La storia di Bob Marley, tra il 1976 e il 1978. L’artista giamaicano, profeta di pace e fratellanza, soffre per i conflitti politici che creano una forte instabilità nel suo Paese. Decide così di organizzare un concerto nella capitale, Kingston, per chiedere una riappacificazione che in molti sembrano non volere. Rischierà la vita, in un attentato, fuggirà a Londra, trovando ispirazione per la scrittura di Exodus, e tornerà in patria, per cantare, suonare e testimoniare i suoi valori durante un concerto che passerà alla storia. Della musica ma non solo.



Proprio la musica è il dono prezioso di Bob Marley e l’unico dono, peraltro non trascurabile, del film Bob Marley – One Love. Che alla fine è un film piuttosto modesto, come molte biografie che raccontano la storia di coloro che hanno cambiato il mondo. Finendo spesso e inevitabilmente per celebrarle. 

Bob Marley ha provato a cambiare il mondo con il suo messaggio di pace e uguaglianza. Ma anche perché la sua musica è diventata un genere che si riassume, in buona sostanza, con la sua irresistibile e inarrivabile discografia.



Basta sfiorare il tasto play di qualunque stereo o più semplicemente chiedere a una qualunque Intelligenza artificiale di suonare Bob Marley per trasformare un momento qualunque in una festa di ritmo, movimento e fratellanza.

Il film è modesto perché modesto è il racconto. Scorriamo in modo piuttosto frettoloso attraverso gli anni Settanta, attorno ai conflitti politici del suo Paese d’origine, la Giamaica, minacciato da ideologismi e violenza.

Qui troviamo il giovane Bob, poco più che trentenne, già all’apice del successo, immolarsi alla causa del pace, organizzando un concerto a Kingston, per chiedere la fine delle ostilità.



Il resto della sua vita (dalla sua infanzia all’abbandono del padre, dalla sua storia d’amore al suo esordio musicale fino alla malattia) è buttato lì attraverso ripetuti flashback che aggiungono poco di davvero significativo e, in compenso, spezzano il ritmo.

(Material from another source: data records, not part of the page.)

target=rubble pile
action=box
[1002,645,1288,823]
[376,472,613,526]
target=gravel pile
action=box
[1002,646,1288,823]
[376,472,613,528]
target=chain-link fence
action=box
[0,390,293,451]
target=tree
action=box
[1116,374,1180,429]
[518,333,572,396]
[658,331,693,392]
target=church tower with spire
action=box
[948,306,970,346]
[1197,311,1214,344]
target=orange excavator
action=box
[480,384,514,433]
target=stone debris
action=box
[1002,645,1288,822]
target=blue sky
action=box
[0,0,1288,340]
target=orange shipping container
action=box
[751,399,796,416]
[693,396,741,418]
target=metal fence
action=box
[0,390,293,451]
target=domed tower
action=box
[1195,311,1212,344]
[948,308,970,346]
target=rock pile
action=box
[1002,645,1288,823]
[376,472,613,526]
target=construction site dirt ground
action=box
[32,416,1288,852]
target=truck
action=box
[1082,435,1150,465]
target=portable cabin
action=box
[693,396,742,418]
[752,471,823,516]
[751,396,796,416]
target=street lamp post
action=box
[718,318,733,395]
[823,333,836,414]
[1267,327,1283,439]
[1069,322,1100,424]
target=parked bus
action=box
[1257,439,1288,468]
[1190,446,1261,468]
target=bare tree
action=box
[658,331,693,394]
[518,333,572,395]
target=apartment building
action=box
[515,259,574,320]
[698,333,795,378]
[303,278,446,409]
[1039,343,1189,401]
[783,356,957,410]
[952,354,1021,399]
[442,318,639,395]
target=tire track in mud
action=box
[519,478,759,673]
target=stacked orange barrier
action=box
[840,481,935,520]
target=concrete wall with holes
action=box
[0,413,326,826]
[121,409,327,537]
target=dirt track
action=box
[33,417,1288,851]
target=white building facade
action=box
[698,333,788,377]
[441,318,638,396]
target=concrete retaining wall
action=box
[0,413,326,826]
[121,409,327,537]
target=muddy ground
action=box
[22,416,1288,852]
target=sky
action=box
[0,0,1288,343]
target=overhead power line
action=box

La regia di Reinaldo Marcus Green, regista afro-americano affezionato al genere biografico, insiste sul suo lato messianico, trasformando il musicista in un santone, guidato da sogni incrollabili che raccolgono masse. Bob (ci racconta Green con mestiere e malcelata adulazione) è uno che conquista la gente, uno con carisma da vendere. Uomo di profonde riflessioni, grande empatia, amore infinito, voce insostituibile di un messaggio quanto mai attuale. Ma il suo personaggio suona piuttosto fittizio, sospeso tra la difesa dei suoi affetti e la missione educativa e spirituale che si autoassegna con mirabile efficacia, profeta nero in patria e nel mondo.

Exodus, nato in quegli anni, è considerato dal Time Magazine il miglior album del XX Secolo.

Prodotto dalla famiglia Marley, il film purtroppo non decolla, né aggiunge molto a quanto già scritto, detto e raccontato di lui. La sua sofferenza più intima fatica a trasparire così come la complessità della sua dimensione pubblica. Una storia abbozzata, bigino di una vita straordinaria, che lascia le emozioni confinate negli accordi che, da soli (ma senza alcun merito del progetto filmico) invitano a iniziare il viaggio, al ritmo inarrestabile della musica reggae.